CEPES - Defined and Recipes
CEPES—A strongly flavored flat headed mushroom, imported in cans, preserved in olive oil.
History of Cepes
These are large or “flap” mushrooms, obtainable in cans put up in oil something after the manner of sardines. They have the mushroom - flavor strong and decided, which is only faint in the canned champignons.
Cèpes are valuable additions to entrees and sauces but are also easily converted into a choice dish by draining from the oil and broiling or frying like an omelet Cèpes a la Bordelaise—Means Bordeaux cèpes; they only need to be heated in a frying pan and have lemon juice and parsley added.
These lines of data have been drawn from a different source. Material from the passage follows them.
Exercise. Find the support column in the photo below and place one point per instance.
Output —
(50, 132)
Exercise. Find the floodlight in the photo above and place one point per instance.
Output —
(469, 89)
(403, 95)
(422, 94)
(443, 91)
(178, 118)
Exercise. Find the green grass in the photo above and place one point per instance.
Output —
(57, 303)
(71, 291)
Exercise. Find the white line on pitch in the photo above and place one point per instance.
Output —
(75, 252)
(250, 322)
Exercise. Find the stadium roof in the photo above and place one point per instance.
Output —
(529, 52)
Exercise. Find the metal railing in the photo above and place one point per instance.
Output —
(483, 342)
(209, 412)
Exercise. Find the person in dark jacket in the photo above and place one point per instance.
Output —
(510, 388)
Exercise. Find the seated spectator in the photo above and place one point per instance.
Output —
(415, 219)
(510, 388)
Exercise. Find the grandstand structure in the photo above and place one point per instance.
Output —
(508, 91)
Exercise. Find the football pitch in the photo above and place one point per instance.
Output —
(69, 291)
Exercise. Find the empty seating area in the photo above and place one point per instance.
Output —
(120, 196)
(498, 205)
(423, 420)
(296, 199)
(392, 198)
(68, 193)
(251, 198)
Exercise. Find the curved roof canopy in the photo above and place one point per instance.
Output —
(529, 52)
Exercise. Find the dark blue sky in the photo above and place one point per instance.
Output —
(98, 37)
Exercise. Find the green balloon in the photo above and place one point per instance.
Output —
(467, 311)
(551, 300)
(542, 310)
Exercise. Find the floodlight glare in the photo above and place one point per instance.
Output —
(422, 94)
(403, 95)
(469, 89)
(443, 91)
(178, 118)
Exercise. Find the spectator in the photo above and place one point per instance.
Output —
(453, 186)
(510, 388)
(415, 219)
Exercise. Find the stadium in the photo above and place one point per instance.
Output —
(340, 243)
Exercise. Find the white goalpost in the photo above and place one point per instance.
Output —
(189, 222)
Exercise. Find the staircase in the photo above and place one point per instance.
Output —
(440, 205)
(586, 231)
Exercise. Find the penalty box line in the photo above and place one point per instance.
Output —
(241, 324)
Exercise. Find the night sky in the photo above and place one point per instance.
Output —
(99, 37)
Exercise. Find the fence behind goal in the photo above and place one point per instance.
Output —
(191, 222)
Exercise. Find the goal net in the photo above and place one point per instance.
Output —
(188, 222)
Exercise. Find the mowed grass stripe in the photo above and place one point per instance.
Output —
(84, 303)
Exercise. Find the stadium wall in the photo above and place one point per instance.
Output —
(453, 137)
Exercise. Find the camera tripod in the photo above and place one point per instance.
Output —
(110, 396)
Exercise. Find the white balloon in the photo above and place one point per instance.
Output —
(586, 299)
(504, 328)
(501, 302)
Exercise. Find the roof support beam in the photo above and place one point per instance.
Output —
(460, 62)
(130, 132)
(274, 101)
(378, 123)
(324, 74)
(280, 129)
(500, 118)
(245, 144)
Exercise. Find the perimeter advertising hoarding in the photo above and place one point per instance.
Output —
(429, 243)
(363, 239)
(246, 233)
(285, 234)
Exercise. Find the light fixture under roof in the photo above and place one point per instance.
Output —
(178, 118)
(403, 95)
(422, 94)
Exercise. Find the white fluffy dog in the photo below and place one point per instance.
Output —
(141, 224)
Cèpes à la Provencale—The cèpes cut in slices, stewed with garlic, onions, hay leaf and espagnole; lemon and parsley; served with shapes of fried bread.
Cèpes or Mushrooms Fresh—Are prepared à la Bordelaise by peeling, washing and draining large mushrooms, steeping for an hour or two in oil, salt and pepper; broiling them, and using the same oil, with lemon juice and parsley, for sauce.
“But what struck me the most was the enormous quantity of edible fungi that were to be seen about the market at Aix les Bains. They were represented by samples in all their varieties of form, size, and quality. The cèpes (esculent Boletus), the ordinary mushrooms, the oronges, the morels, the roussillons, etc., were in abundance, presenting a curious aspect with their odd shapes and various colors. But above all, I noticed that the cèpes were in majority, their rich tones and glaring colors contrasting strongly with the whiteness of their flesh.”
SAUTE OF CEPES ON TOAST—Drained from their oil, lightly fried in pan, when thoroughly heated, sprinkled with lemon juice and chopped parsley, arranged on toast, and served very hot.
STEWED CEPES ON TOAST—The capes drained from their oil and then cut in slices,
arranged in a saûtoir with chopped parsley, minced onions and garlic, moistened with Espagnole sauce, simmered; served on toast with sauce around.
BROILED CEPES ON TOAST—Drained from their oil, seasoned with salt and pepper, rolled in fresh bread crumbs, broiled; served on toast with Maitre D'Hôtel butter poured over them, and garnished with lemon and parsley.
OMELET WITH CEPES—The cèpes drained, cut in slices, fried in butter with a crushed clove of garlic, taken up and mixed with a little Colbert sauce; served enclosed in a savory omelet, with more of the cèpes in sauce poured around.